Vanuit Brumunddal zaten we dichterbij bij de broedgebieden van typische taigasoorten als taigagaai, haakbek en bruinkopmees. Die eerste zou wel op redelijke grote schaal voor moeten komen, maar bruinkopmees en haakbek komen hier (nog) maar op een zeer beperkt aantal gebieden voor. Bovendien waren er ook nog wel wat goede plekken voor moerassneeuwhoen, dus doelen genoeg voor de tweede week! 
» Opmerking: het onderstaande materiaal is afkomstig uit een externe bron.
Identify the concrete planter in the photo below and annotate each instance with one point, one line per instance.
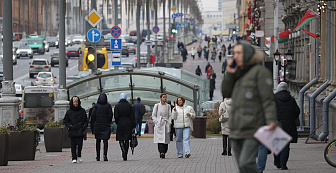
(53, 139)
(22, 146)
(3, 149)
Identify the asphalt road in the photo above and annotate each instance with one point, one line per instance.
(21, 70)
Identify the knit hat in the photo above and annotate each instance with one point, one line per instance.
(282, 86)
(248, 51)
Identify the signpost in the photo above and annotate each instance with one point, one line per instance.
(116, 44)
(94, 18)
(116, 60)
(93, 35)
(115, 31)
(156, 29)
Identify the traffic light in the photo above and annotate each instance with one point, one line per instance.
(90, 57)
(174, 31)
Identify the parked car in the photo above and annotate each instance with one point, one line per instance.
(124, 51)
(55, 59)
(38, 65)
(45, 78)
(24, 51)
(46, 46)
(53, 41)
(131, 47)
(78, 39)
(73, 51)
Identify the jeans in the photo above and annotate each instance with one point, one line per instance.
(182, 140)
(76, 151)
(282, 157)
(163, 148)
(138, 122)
(245, 152)
(262, 157)
(98, 141)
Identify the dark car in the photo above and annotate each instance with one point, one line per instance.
(73, 51)
(55, 59)
(53, 42)
(124, 51)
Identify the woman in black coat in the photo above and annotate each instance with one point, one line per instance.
(287, 112)
(76, 121)
(102, 119)
(124, 117)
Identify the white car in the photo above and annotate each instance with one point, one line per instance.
(24, 50)
(45, 78)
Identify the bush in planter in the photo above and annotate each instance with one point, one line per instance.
(53, 134)
(22, 134)
(4, 146)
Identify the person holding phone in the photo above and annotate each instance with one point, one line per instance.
(250, 86)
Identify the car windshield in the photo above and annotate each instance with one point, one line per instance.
(24, 47)
(51, 39)
(34, 41)
(44, 75)
(39, 63)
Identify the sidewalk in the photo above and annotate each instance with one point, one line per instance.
(205, 157)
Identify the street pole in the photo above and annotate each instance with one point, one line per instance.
(139, 39)
(7, 41)
(148, 33)
(62, 68)
(276, 44)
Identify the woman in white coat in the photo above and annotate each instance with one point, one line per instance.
(162, 119)
(183, 116)
(223, 112)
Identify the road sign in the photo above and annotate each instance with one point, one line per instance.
(115, 31)
(94, 18)
(116, 44)
(156, 29)
(93, 35)
(148, 42)
(116, 60)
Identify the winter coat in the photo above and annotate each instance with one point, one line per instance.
(181, 119)
(287, 112)
(224, 107)
(75, 120)
(253, 101)
(124, 117)
(102, 118)
(212, 81)
(162, 119)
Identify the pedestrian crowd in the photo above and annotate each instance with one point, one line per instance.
(248, 104)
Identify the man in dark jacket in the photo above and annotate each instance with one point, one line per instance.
(90, 118)
(75, 121)
(198, 71)
(249, 84)
(139, 111)
(184, 54)
(124, 117)
(102, 118)
(287, 112)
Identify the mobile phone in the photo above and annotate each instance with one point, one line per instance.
(234, 64)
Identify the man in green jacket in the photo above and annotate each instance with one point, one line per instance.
(249, 84)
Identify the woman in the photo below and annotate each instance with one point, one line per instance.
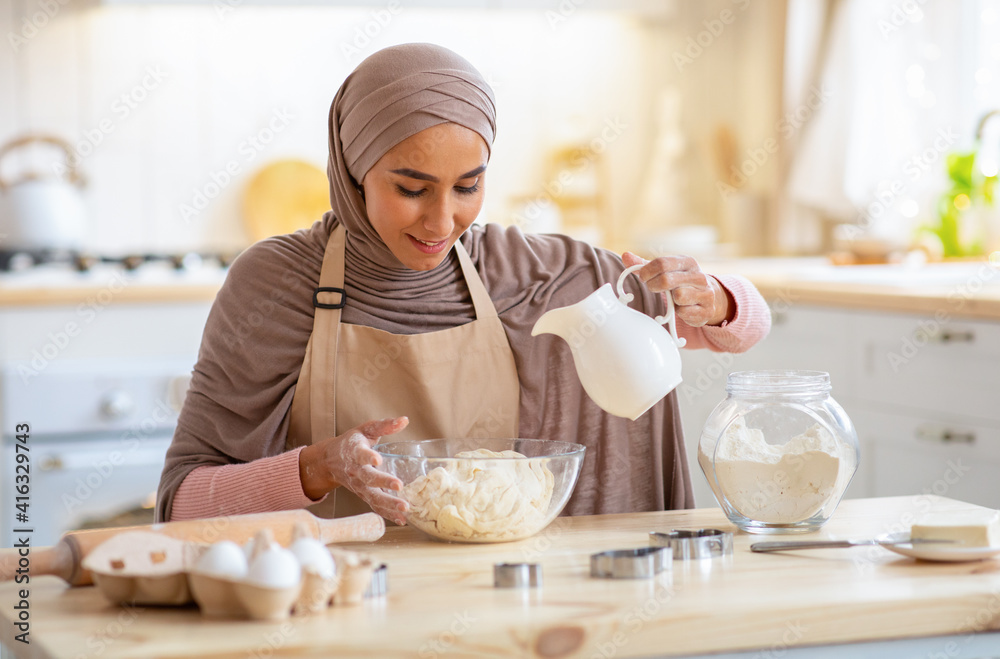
(394, 304)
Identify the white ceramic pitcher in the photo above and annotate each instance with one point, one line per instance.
(625, 359)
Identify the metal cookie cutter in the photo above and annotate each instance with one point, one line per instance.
(517, 575)
(642, 563)
(699, 543)
(379, 583)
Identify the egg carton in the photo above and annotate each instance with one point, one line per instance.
(147, 568)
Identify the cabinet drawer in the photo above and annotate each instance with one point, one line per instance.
(907, 455)
(949, 366)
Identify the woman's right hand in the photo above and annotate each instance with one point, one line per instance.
(348, 460)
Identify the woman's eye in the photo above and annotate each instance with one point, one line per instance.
(410, 193)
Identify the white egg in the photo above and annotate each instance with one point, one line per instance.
(275, 567)
(314, 557)
(248, 549)
(223, 559)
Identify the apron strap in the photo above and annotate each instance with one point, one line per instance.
(326, 323)
(480, 298)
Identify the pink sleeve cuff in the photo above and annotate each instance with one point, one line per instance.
(264, 485)
(749, 325)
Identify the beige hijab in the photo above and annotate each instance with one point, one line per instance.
(241, 391)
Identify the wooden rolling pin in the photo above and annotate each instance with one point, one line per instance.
(65, 558)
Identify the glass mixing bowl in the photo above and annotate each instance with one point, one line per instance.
(483, 496)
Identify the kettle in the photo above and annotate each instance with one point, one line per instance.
(42, 211)
(625, 359)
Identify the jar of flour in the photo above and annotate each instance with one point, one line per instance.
(778, 452)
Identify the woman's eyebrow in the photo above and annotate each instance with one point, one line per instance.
(412, 173)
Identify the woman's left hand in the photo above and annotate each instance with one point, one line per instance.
(699, 299)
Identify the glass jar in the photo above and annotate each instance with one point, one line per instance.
(778, 452)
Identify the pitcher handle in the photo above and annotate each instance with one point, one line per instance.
(625, 298)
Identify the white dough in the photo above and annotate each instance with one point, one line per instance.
(481, 499)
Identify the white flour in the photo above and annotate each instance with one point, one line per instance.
(777, 484)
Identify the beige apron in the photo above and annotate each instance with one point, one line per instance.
(458, 382)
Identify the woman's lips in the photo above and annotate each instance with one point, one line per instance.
(427, 247)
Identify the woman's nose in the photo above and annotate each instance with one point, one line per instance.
(439, 218)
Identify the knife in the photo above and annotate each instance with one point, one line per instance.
(828, 544)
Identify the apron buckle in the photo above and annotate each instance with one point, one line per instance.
(329, 289)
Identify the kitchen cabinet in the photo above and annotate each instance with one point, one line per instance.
(923, 391)
(98, 377)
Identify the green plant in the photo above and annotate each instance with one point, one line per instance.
(969, 189)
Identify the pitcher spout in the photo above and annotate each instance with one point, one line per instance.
(555, 321)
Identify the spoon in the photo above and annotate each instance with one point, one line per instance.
(885, 541)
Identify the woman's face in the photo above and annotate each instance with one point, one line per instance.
(426, 191)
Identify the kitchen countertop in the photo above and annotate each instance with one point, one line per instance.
(442, 601)
(963, 289)
(60, 286)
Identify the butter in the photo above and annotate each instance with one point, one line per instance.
(979, 528)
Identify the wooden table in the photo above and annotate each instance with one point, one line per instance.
(442, 602)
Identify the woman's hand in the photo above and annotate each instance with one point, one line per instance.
(699, 299)
(349, 461)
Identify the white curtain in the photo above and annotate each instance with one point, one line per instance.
(901, 83)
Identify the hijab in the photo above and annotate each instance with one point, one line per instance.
(242, 387)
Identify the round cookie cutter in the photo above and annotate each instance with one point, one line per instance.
(691, 544)
(517, 575)
(642, 563)
(379, 584)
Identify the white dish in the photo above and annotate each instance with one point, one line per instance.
(941, 552)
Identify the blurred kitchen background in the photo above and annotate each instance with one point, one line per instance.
(722, 127)
(146, 142)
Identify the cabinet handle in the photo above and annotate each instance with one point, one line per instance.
(51, 463)
(945, 435)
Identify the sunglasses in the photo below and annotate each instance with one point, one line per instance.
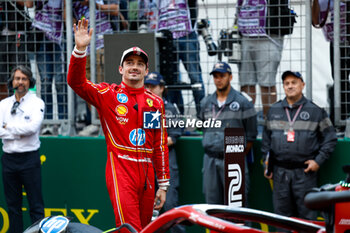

Het weer was helaas vaak nat, en zoals ook wel een beetje verwacht viel het tegen om de echte leuke soorten tegen te komen. Parelduikers op rivieren, visarenden, goudvinken, grote zaagbekken en notenkrakers. Dat lukte allemaal vrij makkelijk, ook nog een overvliegende grote kruisbek. In de uitgestrekte bossen kwamen we ook nog een keer oog in oog te staan met een eland, een schitterend dier! 
Parelduiker


Eland

Voor de echte doelsoorten was het harder werken en dat lukte dus ook niet allemaal. Uiteindelijk hadden we na meerdere pogingen een groepje moerassneeuwhoenen die vlakbij voor ons opvlogen. Een soort die wijdverbreid voorkomt, waar ook veel op wordt gejaagd maar vinden viel behoorlijk tegen. Haakbek lukte uiteindelijk niet en ook bruinkopmees probeerde we tevergeefs. De dichtstbijzijnde broedgebieden van bruinkopmees waren nog wel 2,5u rijden vanaf waar wij zaten, maar zoeken daar had helaas geen resultaat. De beste plekken lagen ook nog net verder de bossen in, wat gewoon niet haalbaar was. Bovendien is augustus ook een lastige maand voor deze soort en worden ze überhaupt weinig waargenomen, zodat je niet op recente waarnemingen af kan gaan. In dat  gebied lukte het wel om uiteindelijk een groepje taigagaaien schitterend te bekijken! 


Taigagaai
Al met al hadden we een schitterende vakantie met nog 102 soorten, waarvan voor mij drie nieuwe soorten: moerassneeuwhoen, taigagaai en witrugspecht!